Depois de muito pensar, o defensor dos vivos respondeu:
- Eu não sou nenhum deus, Lyorvonrath, mas farei o que for necessário.
- Então vá, que não temos tempo a perder.
Antes que Jack Thervon’el tivesse tempo de pensar duas vezes, seu antigo discípulo, o profeta da morte, estalou os dedos e o Solar dos Alvorescentes desapareceu. Quando o arquimago abriu os olhos novamente, estava na sala de portais, ao lado de Valira. A julgar pela expressão no rosto dela, eles haviam saído do portal ao mesmo tempo. Isso signif**ava que Avelmai devia ter paralisado o tempo, para que pudessem conversar sem qualquer preocupação, mas o poder dele precisaria ter crescido exponencialmente para que fosse capaz de executar tal façanha. Naquele momento, o arquimago se perguntou quais outros segredos o seu aprendiz ainda escondia. Porém, sabendo que não tinham tempo a perder, Jack abandonou seus pensamentos e correu atrás de Valira, na direção da saída.
Quando os dois elfos emergiram da Sala de Portais, foram recepcionados com o som da batalha e do caos instaurado em Orgrimmar. De boca aberta, o magíster observou a cena que se desenvolvia na capital órquica: o Vale da Força encontrava-se dominado por carniçais do Flagelo, que se lançavam num frenesi destrutivo contra os inúmeros guardas e heróis da Horda. Mesmo com o auxílio da Cruzada Argêntea, os vivos pareciam sofrer com o ataque incessante dos mortos.
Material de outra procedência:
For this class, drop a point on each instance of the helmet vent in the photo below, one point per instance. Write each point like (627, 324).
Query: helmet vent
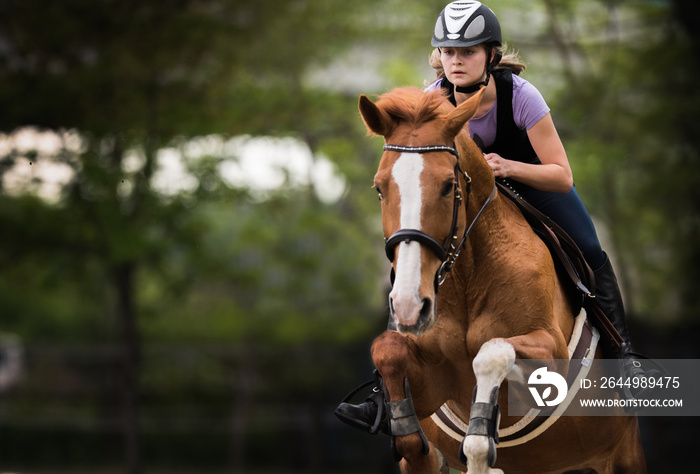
(439, 29)
(475, 28)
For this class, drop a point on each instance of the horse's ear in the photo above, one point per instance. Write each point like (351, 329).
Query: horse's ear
(376, 120)
(455, 120)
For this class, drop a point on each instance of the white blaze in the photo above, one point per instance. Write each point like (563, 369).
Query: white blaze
(407, 303)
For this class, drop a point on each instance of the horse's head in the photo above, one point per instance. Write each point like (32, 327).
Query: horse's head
(420, 184)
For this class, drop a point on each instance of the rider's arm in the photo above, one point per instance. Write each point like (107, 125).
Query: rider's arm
(554, 174)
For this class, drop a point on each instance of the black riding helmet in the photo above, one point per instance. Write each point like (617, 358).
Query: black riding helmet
(467, 23)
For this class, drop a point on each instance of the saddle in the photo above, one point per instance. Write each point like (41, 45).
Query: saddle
(568, 259)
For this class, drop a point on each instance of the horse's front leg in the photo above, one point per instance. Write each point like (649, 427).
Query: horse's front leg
(491, 366)
(396, 363)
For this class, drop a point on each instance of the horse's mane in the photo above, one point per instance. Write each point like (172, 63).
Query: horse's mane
(413, 106)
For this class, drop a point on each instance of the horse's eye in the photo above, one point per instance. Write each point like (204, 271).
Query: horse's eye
(448, 188)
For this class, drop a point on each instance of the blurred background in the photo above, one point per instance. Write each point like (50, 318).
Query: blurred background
(191, 261)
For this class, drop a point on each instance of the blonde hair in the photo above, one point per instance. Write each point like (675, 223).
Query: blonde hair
(509, 60)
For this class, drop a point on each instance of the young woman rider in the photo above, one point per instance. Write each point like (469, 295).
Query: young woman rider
(514, 128)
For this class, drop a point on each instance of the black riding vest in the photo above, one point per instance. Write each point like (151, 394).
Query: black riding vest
(511, 142)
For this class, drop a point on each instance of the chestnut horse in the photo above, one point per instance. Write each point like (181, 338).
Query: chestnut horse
(501, 300)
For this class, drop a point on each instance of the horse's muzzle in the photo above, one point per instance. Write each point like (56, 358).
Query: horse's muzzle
(413, 318)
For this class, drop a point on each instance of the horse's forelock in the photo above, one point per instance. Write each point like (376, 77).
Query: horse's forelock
(413, 106)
Apesar do aviso de Valira, o arquimago não esperava que a situação estivesse tão caótica na capital órquica e teria f**ado atordoado por minutos, não fosse o barulho que se sobressaiu em meio à carnificina: com o rugido de um dragão, um monge de cabelos ruivos começou a se locomover velozmente pelo campo de batalha, num ímpeto de chi jade, destroçando todos os mortos-vivos em seu caminho. Ao reconhecer quem era o monge, Jack sorriu pela primeira vez em muito tempo. Em poucos segundos, o ruivo e sua companheira ladina tinham chegado ao mago.
- Aí está você! Fiquei me perguntando se precisaria ir à Luaprata eu mesmo e te arrastar até aqui. - O Grão-Mestre falava animadamente , enquanto a ladina renegada, com um ar de despreocupação e tédio, dilacerava lentamente todos os inimigos que chegavam perto - Porém, fico feliz que Valira tenha lhe encontrado e me poupado do esforço! Mas chega de papo fiado: o Lorde-Regente lhe espera no topo do Castelo Grommash, meu amigo! Nós lidaremos com esses carniçais enquanto vocês dois conversam.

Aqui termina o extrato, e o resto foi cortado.